You may want to start by looking over our Joins Lab.
You may also need to do something which we didn’t do in our Introduction to Joins lab - namely joining by multiple columns simultaneously. For instance, to join Batting and Fielding tables by playerID, season and stint simultaneously we can do:
left_join(Fielding, Batting, by=c("playerID", "yearID", "stint"))
In this lab, instead of giving you code to try out, I’m simply going to give you a few challenges that will require using joins.
Once again, we’ll be using the Lahman database, so you’ll want to load the packages you’ll need and the data:
library(Lahman)
library(dplyr)
data(Batting)
data(Master)
data(Pitching)
data(Fielding)
The Master table lists birth cities and there are 38 players born in Brooklyn. Find the total number of games played for each of these players in their career and rank them from most to least games played.

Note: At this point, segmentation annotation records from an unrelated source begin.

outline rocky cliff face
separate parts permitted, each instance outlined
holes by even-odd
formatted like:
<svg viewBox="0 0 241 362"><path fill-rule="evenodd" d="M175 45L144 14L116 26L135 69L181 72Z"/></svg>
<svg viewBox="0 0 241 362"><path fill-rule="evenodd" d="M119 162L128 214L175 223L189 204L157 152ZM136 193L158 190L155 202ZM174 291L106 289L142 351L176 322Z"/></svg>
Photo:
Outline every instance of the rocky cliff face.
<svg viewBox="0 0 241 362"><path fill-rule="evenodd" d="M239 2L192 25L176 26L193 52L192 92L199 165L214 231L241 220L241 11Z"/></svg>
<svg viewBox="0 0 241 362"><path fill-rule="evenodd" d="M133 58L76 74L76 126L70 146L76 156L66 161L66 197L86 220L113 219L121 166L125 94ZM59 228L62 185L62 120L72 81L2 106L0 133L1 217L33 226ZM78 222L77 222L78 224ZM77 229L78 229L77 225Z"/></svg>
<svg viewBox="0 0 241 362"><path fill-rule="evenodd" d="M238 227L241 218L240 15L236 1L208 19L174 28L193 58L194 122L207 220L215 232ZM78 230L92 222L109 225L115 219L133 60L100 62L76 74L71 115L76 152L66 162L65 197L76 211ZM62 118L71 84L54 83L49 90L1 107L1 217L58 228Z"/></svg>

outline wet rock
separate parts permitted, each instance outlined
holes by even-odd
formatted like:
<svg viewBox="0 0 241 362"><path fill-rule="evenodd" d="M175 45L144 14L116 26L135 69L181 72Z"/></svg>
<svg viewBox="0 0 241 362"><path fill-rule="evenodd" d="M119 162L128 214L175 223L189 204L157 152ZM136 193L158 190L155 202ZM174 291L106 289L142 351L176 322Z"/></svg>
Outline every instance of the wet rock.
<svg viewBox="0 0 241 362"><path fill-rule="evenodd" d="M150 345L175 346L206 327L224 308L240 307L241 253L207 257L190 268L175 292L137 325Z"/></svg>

Specifically, I want you to find the top 10 home run seasons for players who played at least 50 games that season at shortstop. The Fielding table has a column POS for position and shortstop is listed as SS. You may well want to start by making a table that includes shortstop seasons.

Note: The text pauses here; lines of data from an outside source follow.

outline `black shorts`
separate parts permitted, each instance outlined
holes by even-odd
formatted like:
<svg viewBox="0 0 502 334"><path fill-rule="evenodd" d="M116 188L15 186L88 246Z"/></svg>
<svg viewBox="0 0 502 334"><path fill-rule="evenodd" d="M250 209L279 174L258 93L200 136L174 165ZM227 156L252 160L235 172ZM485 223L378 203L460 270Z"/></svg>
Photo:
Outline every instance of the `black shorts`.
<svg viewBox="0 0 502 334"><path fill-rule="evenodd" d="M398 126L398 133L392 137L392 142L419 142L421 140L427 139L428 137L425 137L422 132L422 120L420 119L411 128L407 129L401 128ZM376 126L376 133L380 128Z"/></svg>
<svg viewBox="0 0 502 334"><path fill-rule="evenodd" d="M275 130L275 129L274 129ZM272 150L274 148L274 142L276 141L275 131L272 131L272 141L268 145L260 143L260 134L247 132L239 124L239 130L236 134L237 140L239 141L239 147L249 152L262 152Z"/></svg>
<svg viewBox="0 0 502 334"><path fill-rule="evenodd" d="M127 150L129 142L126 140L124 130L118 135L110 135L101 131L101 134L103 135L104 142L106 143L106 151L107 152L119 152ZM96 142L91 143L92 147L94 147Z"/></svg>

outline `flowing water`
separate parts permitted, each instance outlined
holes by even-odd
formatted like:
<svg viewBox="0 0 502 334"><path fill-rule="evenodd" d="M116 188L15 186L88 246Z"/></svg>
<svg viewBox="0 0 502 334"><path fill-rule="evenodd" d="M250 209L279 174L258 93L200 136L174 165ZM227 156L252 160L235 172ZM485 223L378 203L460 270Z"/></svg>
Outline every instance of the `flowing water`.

You are interested in finding batting averages for every season but only want to include hitters in your average. In other words, you need to filter out pitchers before getting the average. The Batting table doesn’t tell you anything about whether these players were pitchers but you could use information from either the Fielding table or the Pitching table. In fact, it might be a good idea to try to do this in a couple of different ways and check whether you are getting the same answers.

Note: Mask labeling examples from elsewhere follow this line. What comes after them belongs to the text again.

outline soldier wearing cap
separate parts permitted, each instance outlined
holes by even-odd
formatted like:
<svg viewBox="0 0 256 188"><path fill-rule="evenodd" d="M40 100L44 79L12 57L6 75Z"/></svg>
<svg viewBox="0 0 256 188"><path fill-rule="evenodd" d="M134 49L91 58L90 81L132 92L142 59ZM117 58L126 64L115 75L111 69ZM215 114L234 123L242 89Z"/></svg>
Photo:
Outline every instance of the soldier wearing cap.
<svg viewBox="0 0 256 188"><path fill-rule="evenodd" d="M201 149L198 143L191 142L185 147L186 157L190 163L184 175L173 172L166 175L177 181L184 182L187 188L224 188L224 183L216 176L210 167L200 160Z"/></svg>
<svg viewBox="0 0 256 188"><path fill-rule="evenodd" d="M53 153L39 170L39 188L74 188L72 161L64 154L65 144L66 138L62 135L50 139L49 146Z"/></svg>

Use the Pitching and PitchingPost tables to compare runs allowed per 9 innings in the regular season to the post season for every season since 1980. Note that you’ll need to laod the PitchingPost table to do this:
data(PitchingPost)
Is the post-season or the regular season higher scoring? How does the quality of the pitching and quality of the hitting compare between regular and post-season… or how would you go about answering this question using the data at hand?